Thorne, who has been a faculty member at the California Institute of Technology since 1966, is currently the Feynman Professor of Theoretical Physics. The Common Wealth Trust cited him for his longtime efforts toward "opening new windows on the universe for scientists and lay audiences alike."
Thorne is a cofounder of and intellectual force in the Laser Interferometer Gravitational-Wave Observatory (LIGO), an NSF-funded project to detect gravitational waves and use them to probe the "dark side" of the universe. Gravitational waves were predicted almost 90 years ago by Einstein, but have not yet been detected. They are theorized to come from exotic astrophysical phenomena such as colliding black holes and neutron stars being torn apart by black holes.
LIGO is now a collaboration of 500 scientists in eight nations, headquartered at Caltech and directed by Caltech's Barry Barish and Stan Whitcomb.
Thorne earned his bachelor's degree from Caltech in 1962 and his doctorate in physics from Princeton University in 1965. He returned to his alma mater the following year and quickly rose through the faculty ranks, becoming a full professor of theoretical physics in 1970.
He was elected to the American Academy of Arts and Sciences in 1972 and the National Academy of Sciences in 1973. He has been awarded the Lilienfeld Prize of the American Physical Society (1996), the Karl Schwarzschild Medal of the German Astronomical Society (1996), the American Institute of Physics Science Writing Award in Physics and Astronomy (1969 and 1994), and the Phi Beta Kappa Science Writing Award (1994).
He has been a Woodrow Wilson Fellow, a Danforth Foundation Fellow, a Fulbright Lecturer, and a Guggenheim Fellow, and has served on the International Committee on General Relativity and Gravitation, the Committee on US-USSR Cooperation in Physics, and the National Academy of Sciences' Space Science Board.
The Common Wealth Awards of Distinguished Service were first presented in 1979 by the Common Wealth Trust, created under the will of the late Ralph Hayes, an influential business executive and philanthropist. Hayes conceived the awards to reward and encourage the best of human performance worldwide.

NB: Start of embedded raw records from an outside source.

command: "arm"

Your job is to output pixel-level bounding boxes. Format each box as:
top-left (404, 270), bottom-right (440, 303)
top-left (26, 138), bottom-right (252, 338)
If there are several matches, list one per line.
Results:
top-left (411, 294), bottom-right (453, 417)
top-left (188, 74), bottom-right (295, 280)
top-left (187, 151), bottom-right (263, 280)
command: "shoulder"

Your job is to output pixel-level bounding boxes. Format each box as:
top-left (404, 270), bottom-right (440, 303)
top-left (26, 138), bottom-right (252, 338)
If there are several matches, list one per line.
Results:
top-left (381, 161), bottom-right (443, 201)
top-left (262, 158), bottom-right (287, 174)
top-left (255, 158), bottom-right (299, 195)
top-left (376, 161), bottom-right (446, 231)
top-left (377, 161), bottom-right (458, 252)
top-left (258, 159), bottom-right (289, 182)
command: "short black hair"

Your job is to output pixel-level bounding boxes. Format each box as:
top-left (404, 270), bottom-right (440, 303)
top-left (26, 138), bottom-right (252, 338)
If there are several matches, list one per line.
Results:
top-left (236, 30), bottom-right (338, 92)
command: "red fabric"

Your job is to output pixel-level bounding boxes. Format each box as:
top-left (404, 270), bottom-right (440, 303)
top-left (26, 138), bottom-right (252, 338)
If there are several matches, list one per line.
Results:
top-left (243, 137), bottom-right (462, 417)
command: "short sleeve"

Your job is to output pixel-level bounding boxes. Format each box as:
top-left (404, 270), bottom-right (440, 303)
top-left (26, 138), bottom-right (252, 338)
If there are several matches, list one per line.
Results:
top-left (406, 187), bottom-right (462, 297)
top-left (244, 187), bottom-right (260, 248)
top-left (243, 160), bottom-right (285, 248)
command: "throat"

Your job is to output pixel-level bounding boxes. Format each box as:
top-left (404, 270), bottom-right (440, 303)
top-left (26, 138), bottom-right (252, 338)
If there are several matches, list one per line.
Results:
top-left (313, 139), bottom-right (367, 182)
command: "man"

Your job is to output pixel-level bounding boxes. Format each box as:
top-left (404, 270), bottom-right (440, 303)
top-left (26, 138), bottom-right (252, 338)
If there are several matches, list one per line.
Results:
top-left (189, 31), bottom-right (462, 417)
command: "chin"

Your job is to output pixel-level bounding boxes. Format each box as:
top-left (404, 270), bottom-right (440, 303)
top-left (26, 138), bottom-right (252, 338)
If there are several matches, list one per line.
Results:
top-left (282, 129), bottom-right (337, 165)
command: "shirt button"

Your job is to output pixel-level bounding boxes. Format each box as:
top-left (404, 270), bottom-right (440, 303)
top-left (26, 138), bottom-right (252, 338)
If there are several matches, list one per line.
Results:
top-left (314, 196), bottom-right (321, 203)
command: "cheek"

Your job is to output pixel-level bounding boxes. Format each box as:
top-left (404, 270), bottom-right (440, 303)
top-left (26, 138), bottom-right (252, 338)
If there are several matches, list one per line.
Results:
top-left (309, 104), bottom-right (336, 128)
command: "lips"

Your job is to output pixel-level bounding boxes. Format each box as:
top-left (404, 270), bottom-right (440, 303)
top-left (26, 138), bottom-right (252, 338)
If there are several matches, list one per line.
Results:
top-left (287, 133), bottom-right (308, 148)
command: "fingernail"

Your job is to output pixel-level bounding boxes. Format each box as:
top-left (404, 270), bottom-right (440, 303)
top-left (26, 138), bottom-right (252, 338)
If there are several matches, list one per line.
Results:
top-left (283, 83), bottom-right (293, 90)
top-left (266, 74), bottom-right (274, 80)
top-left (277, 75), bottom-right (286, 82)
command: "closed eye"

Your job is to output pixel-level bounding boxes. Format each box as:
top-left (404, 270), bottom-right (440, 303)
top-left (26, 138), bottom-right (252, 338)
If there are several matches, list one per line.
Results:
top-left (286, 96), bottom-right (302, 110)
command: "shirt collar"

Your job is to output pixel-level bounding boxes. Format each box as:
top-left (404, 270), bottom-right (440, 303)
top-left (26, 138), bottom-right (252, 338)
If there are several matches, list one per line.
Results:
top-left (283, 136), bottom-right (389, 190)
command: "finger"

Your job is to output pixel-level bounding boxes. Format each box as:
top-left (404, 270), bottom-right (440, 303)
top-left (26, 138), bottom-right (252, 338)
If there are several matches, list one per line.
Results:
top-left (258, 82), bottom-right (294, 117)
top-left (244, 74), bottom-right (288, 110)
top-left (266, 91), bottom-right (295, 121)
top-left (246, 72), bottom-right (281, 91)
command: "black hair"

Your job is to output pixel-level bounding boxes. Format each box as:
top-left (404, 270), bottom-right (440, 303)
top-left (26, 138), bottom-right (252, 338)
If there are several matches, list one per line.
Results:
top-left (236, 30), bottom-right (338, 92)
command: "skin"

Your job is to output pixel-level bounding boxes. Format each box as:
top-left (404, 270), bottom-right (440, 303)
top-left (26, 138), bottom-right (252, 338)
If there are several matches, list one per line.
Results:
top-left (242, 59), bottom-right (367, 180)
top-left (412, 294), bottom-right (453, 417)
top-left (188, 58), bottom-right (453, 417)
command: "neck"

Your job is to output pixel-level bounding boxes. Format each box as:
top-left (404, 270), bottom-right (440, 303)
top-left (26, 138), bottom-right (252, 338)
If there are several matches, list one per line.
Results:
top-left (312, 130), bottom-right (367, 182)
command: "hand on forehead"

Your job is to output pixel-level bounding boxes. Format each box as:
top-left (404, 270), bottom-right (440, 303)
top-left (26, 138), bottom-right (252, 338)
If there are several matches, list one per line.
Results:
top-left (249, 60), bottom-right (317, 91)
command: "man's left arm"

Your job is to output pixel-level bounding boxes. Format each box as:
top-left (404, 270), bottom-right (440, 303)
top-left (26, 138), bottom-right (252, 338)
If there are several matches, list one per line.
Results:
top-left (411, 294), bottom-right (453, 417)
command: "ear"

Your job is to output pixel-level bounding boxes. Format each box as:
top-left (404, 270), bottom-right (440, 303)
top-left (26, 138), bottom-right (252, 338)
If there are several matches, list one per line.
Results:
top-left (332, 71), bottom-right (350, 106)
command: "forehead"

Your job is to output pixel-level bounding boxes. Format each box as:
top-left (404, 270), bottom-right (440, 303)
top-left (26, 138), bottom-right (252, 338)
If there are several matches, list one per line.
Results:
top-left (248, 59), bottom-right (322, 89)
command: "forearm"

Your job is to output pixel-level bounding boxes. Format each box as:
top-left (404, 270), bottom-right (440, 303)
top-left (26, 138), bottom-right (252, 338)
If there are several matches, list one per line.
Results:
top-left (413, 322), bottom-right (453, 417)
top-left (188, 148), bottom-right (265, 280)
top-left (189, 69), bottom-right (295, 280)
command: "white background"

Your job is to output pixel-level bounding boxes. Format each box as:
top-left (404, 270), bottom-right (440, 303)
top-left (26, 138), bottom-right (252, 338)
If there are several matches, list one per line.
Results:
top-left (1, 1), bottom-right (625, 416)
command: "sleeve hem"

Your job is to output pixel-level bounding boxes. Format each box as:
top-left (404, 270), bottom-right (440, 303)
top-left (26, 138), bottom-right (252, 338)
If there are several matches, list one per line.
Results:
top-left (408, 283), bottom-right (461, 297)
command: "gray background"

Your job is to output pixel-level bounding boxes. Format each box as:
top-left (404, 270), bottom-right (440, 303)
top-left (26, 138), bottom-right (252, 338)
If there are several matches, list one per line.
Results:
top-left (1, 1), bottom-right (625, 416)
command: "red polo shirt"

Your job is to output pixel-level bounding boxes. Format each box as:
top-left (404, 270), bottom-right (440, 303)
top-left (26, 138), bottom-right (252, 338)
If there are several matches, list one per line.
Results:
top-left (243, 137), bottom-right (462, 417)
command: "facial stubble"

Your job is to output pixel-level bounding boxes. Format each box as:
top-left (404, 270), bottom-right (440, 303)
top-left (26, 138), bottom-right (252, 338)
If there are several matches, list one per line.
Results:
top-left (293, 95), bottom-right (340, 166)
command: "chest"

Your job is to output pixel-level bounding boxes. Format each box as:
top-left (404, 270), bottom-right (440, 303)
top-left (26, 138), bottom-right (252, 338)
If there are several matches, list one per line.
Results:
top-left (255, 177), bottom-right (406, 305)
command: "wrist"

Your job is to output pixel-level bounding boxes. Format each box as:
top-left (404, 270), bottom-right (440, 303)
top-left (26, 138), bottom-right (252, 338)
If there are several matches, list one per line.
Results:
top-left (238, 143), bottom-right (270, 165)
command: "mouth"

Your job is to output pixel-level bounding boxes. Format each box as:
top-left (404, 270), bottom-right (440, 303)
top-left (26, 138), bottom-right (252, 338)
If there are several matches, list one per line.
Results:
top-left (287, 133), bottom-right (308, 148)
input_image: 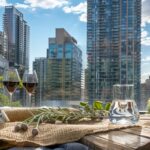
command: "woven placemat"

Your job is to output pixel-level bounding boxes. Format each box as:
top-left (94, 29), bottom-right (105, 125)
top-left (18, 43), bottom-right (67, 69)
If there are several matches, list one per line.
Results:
top-left (0, 120), bottom-right (138, 147)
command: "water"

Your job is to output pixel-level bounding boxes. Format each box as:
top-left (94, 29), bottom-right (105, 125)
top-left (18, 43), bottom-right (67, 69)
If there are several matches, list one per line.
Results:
top-left (109, 100), bottom-right (140, 124)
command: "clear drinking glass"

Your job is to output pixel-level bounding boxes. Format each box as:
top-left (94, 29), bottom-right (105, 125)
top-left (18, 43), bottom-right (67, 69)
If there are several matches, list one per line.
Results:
top-left (109, 84), bottom-right (139, 124)
top-left (23, 70), bottom-right (38, 107)
top-left (3, 68), bottom-right (20, 105)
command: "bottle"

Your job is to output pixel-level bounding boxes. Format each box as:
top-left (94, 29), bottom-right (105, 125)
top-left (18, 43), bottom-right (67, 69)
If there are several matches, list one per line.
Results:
top-left (109, 84), bottom-right (140, 124)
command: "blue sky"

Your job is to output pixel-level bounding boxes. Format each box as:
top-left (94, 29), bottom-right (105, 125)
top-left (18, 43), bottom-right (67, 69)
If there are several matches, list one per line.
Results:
top-left (0, 0), bottom-right (150, 83)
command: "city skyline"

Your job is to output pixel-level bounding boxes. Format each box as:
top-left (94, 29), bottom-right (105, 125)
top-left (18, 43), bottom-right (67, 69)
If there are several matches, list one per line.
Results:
top-left (0, 0), bottom-right (150, 83)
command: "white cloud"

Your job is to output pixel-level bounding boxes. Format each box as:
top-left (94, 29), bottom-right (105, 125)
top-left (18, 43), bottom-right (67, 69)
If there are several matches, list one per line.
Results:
top-left (141, 72), bottom-right (150, 83)
top-left (63, 2), bottom-right (87, 22)
top-left (142, 0), bottom-right (150, 27)
top-left (142, 56), bottom-right (150, 62)
top-left (0, 0), bottom-right (10, 7)
top-left (142, 36), bottom-right (150, 46)
top-left (79, 13), bottom-right (87, 22)
top-left (0, 0), bottom-right (69, 9)
top-left (15, 3), bottom-right (29, 9)
top-left (141, 28), bottom-right (150, 46)
top-left (24, 0), bottom-right (68, 9)
top-left (63, 2), bottom-right (86, 14)
top-left (142, 29), bottom-right (148, 38)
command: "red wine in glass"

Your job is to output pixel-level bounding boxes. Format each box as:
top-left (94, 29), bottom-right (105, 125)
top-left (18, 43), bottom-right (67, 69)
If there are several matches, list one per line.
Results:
top-left (3, 81), bottom-right (19, 93)
top-left (23, 83), bottom-right (38, 94)
top-left (3, 68), bottom-right (20, 105)
top-left (23, 70), bottom-right (38, 107)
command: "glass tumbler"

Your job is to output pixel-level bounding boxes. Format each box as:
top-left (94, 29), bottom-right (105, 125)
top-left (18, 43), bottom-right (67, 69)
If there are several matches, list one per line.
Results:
top-left (109, 84), bottom-right (139, 124)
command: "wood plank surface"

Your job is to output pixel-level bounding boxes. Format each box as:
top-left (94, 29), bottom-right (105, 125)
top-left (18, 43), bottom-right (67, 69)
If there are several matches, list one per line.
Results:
top-left (81, 119), bottom-right (150, 150)
top-left (81, 134), bottom-right (134, 150)
top-left (121, 127), bottom-right (150, 139)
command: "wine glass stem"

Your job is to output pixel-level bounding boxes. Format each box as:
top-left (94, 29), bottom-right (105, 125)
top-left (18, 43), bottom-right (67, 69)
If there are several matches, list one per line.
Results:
top-left (28, 93), bottom-right (32, 107)
top-left (10, 93), bottom-right (12, 106)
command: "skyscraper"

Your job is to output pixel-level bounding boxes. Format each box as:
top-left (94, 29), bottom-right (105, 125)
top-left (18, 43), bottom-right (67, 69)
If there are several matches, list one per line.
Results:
top-left (47, 28), bottom-right (82, 102)
top-left (0, 31), bottom-right (8, 59)
top-left (87, 0), bottom-right (141, 106)
top-left (141, 77), bottom-right (150, 110)
top-left (3, 6), bottom-right (29, 69)
top-left (33, 57), bottom-right (47, 106)
top-left (33, 28), bottom-right (82, 106)
top-left (0, 32), bottom-right (3, 55)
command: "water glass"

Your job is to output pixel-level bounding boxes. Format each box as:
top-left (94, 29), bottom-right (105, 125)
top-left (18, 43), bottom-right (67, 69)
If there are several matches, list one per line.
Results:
top-left (109, 84), bottom-right (139, 124)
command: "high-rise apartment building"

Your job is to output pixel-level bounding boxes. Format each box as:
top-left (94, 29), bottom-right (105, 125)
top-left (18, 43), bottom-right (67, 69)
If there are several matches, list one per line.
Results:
top-left (33, 28), bottom-right (82, 106)
top-left (87, 0), bottom-right (141, 106)
top-left (3, 6), bottom-right (29, 69)
top-left (141, 77), bottom-right (150, 110)
top-left (47, 28), bottom-right (82, 101)
top-left (0, 54), bottom-right (9, 75)
top-left (0, 32), bottom-right (3, 55)
top-left (33, 57), bottom-right (47, 106)
top-left (0, 31), bottom-right (8, 58)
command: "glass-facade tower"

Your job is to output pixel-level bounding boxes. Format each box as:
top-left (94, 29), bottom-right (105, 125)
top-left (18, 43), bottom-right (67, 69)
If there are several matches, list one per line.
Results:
top-left (3, 6), bottom-right (29, 69)
top-left (33, 29), bottom-right (82, 106)
top-left (46, 28), bottom-right (82, 101)
top-left (87, 0), bottom-right (141, 107)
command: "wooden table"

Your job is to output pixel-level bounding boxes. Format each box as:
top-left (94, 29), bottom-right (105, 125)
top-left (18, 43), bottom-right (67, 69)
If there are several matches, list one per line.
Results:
top-left (81, 116), bottom-right (150, 150)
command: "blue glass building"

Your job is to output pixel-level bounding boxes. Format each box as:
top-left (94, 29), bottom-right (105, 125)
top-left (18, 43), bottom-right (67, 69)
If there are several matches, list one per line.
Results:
top-left (34, 29), bottom-right (82, 105)
top-left (87, 0), bottom-right (141, 107)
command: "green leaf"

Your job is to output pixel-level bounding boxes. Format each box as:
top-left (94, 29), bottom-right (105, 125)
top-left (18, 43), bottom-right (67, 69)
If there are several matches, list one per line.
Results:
top-left (105, 103), bottom-right (111, 111)
top-left (93, 101), bottom-right (103, 110)
top-left (80, 102), bottom-right (88, 107)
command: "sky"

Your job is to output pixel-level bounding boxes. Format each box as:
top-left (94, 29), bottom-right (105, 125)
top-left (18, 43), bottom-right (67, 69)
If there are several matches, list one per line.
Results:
top-left (0, 0), bottom-right (150, 83)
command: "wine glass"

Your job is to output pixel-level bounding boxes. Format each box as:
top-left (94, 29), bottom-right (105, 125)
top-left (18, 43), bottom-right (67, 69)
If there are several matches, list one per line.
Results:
top-left (22, 70), bottom-right (38, 107)
top-left (3, 68), bottom-right (20, 106)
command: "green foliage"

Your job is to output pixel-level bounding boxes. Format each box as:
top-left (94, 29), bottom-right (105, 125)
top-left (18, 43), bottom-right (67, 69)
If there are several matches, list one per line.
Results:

Now in their 26th year, the awards have conferred more than $3.5 million in prize money on 153 honorees of international renown. Past award winners include archbishop and human rights leader Desmond Tutu, the late actor Christopher Reeve, primatologist Jane Goodall, former CBS anchorman Walter Cronkite, and Nobel Prize-winning novelist Toni Morrison. In addition to Tutu, Morrison, and former secretary of state Henry Kissinger, eight other Nobel laureates have also won the award.